Losing a loved one in Florida is rarely easy, yet for the impacted by such a loss, the decedent’s passing typically brings some degree of finality. They view their family member or friend’s death as the end of their physical suffering, and as offering them the chance to close the book on what may be a painful chapter of their lives.
Yet in many cases, a loved one’s death may introduce a whole new round of concerns. This is especially true if a decedent died without a will. Many might assume that in such a case, one’s potential heirs would determine the dispersal of their assets. Yet that is not the case.
What if one dies without a will?
Should one die without a will, the state classifies them as “intestate.” Their estates then become subject to state laws for intestate succession.

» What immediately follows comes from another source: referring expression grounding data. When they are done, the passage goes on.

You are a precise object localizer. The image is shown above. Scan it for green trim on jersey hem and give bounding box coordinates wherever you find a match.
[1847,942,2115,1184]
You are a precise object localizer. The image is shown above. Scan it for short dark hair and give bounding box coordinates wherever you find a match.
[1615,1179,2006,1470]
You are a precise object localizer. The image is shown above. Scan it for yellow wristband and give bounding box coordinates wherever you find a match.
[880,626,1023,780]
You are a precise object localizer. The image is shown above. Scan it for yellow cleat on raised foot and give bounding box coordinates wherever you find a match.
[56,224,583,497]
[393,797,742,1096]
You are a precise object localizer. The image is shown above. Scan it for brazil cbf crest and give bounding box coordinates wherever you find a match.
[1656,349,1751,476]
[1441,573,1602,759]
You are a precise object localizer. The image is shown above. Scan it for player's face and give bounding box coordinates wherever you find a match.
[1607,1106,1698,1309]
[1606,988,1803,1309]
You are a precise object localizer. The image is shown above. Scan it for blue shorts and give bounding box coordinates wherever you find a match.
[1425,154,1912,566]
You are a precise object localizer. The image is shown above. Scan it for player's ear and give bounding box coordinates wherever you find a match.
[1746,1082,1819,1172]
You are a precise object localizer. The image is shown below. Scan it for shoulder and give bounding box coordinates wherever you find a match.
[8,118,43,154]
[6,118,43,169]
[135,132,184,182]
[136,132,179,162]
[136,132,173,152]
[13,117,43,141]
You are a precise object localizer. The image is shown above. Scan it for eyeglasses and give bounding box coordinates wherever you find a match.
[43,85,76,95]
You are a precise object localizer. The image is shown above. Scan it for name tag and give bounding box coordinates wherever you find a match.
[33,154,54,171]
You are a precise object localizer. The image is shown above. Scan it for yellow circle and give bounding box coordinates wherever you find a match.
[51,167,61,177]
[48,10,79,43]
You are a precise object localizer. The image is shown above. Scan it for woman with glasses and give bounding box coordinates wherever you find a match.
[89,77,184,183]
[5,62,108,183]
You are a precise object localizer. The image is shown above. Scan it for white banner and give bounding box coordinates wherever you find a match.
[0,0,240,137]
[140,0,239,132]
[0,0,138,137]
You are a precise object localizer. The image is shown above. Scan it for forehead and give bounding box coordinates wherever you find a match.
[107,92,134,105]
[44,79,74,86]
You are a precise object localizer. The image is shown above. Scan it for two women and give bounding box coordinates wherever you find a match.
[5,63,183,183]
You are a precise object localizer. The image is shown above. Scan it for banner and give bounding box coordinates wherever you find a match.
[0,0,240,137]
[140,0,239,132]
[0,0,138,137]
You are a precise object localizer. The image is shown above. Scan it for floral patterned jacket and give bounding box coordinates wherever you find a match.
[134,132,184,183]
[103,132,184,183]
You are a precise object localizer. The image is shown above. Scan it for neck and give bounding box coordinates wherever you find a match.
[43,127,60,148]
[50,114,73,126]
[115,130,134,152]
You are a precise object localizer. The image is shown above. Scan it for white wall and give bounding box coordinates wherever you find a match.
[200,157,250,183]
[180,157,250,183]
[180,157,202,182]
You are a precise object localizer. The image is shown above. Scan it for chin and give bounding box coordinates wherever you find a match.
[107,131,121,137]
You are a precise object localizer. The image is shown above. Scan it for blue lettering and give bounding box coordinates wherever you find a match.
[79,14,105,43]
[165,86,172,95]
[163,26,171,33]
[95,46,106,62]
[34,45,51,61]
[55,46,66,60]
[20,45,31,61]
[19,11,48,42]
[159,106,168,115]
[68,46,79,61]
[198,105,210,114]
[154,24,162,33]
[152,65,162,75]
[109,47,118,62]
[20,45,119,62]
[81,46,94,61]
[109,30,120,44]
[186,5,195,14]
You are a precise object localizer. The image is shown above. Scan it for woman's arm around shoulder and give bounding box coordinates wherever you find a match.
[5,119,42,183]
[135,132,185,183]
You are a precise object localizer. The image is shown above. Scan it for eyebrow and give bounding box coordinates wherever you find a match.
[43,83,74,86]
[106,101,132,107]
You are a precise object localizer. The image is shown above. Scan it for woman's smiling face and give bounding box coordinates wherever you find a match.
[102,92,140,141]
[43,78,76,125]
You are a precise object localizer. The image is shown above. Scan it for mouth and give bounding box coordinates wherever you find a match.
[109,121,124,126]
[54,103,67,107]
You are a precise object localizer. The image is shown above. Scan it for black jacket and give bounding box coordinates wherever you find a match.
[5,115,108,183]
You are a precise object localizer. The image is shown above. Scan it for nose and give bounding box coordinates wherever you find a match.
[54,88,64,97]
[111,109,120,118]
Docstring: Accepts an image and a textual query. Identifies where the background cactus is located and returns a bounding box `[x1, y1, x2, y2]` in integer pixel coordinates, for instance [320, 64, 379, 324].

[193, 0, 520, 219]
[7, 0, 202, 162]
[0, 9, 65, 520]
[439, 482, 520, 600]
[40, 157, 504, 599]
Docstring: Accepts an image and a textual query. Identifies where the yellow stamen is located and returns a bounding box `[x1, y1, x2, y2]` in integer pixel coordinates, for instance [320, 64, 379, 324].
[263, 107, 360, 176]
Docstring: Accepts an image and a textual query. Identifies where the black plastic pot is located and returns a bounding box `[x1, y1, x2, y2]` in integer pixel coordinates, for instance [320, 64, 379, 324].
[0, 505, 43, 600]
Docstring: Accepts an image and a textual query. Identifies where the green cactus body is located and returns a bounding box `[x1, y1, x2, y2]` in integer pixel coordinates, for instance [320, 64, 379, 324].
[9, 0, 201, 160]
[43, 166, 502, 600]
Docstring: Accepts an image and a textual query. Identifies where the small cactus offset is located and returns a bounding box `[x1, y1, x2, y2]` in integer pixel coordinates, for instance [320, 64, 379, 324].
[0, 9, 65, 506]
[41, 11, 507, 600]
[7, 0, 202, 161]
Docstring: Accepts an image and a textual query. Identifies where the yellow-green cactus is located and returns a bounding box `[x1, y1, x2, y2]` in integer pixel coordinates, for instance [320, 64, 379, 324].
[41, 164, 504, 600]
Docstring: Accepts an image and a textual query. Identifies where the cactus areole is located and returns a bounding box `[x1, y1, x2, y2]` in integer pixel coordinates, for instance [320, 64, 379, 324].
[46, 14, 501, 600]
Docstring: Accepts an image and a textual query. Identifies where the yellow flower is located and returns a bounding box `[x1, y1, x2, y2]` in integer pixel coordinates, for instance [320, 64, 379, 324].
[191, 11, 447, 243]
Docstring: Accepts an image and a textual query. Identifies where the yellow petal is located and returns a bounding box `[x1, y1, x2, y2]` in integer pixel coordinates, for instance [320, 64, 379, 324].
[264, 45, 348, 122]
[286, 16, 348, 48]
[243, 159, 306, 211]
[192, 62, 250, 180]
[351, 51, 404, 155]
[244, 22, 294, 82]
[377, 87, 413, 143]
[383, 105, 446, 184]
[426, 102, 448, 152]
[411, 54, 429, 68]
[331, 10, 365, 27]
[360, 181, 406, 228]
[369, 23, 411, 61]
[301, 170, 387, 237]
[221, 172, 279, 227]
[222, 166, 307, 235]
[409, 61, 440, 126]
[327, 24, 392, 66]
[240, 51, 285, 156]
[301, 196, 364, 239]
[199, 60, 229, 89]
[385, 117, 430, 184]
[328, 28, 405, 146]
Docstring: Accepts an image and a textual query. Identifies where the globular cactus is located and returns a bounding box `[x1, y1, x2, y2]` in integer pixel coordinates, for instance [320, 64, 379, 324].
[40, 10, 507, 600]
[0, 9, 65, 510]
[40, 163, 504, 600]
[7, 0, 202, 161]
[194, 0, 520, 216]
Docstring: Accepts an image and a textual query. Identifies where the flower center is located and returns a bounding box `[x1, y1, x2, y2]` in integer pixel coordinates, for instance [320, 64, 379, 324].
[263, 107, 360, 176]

One may find those guidelines as they pertain to Florida in Section 732 of the state’s statutes.
Per this statute, the surviving spouse of one who dies intestate receives their entire estate if the decedent had no descendants, or if the decedent’s descendants are also the descendants of the surviving spouse. That interest reduces to one-half of the estate of any surviving descendants are not descendants of the surviving spouse, or if the surviving spouse has descendants who are not descendants of the decedent.
If an intestate decedent does not leave behind a spouse, their estate passes in the following order:
- To direct descendants
- To surviving parents
- To siblings (and their descendants)
- To paternal and maternal kindred (in equal part)
- To surviving descendants of a previous spouse
The odds of dealing with an intestate estate
One should not assume their loved ones have wills. Indeed, according to the American Association of Retired Persons, roughly 60% of American adults do not have a will.